After moving through the worst week of losses since mid-August, bond markets are left to consider whether it's time fully abandon February's weather-related, indecisive range, or if it's merely been stretched to slightly weaker levels. With 10yr yields still in the 2.7's, it could still go either way.
Given the speed of last week's move and the recent high yields achieved, it might NOT seem like it could go either way, but keep in mind that some of that weakness was attributable to the unwinding of bond market positivity driven by Ukraine tensions. Well before NFP the easing of those tensions accounted for a big piece of the weakness.
Similarly inspiring market movers are in scarce supply during the first three days of this week. There are no top tier data releases all week, and no 2nd tier data until Thursday (Retail Sales, Jobless Claims). Before that, very few of the market moving considerations are overt. They include several Fed speeches and the Treasury Auction cycle.

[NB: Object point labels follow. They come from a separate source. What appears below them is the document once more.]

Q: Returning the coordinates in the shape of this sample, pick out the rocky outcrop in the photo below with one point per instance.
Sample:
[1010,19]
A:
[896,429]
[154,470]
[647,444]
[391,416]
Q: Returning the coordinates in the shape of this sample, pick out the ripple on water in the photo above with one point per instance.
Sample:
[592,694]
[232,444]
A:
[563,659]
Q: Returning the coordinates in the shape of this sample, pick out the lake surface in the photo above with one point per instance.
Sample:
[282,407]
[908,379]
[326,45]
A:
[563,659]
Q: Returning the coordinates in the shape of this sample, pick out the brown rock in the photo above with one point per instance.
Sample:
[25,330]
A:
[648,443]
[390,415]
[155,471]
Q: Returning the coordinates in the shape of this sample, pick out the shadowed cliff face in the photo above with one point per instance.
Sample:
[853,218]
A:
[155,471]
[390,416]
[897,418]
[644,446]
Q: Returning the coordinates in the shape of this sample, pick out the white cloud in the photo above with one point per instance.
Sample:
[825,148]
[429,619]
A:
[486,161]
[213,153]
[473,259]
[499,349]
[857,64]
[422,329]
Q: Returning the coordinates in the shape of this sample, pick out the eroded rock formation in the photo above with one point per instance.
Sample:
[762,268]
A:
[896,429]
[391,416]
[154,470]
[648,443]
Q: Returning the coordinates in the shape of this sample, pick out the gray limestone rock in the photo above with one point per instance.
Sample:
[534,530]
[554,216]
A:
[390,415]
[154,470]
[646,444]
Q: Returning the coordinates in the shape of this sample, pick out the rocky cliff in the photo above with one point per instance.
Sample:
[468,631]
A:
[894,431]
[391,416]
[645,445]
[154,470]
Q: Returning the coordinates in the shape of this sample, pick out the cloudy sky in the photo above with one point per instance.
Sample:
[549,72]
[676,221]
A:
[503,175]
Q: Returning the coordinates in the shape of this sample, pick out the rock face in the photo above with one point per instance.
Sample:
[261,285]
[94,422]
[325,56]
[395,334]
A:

Unexpected and unseen trading motivations stand a bigger chance to shake things up though. These would include ongoing Ukraine headlines (situation may have calmed last week, but it's certainly not over) and a heavy calendar of corporate debt issuance. One nice thing about the absence of relevant economic data is that it gives bonds a chance to show their predisposition with respect to the range. In other words, if we're to see some resilience at Friday's weakest levels (just over 2.81% in terms of 10yr yields), we shouldn't have to wait too long to find out. If that happens, it's a vote in favor of "holding a central range," even if it's a higher version than the 2.68-2.78 version from mid February.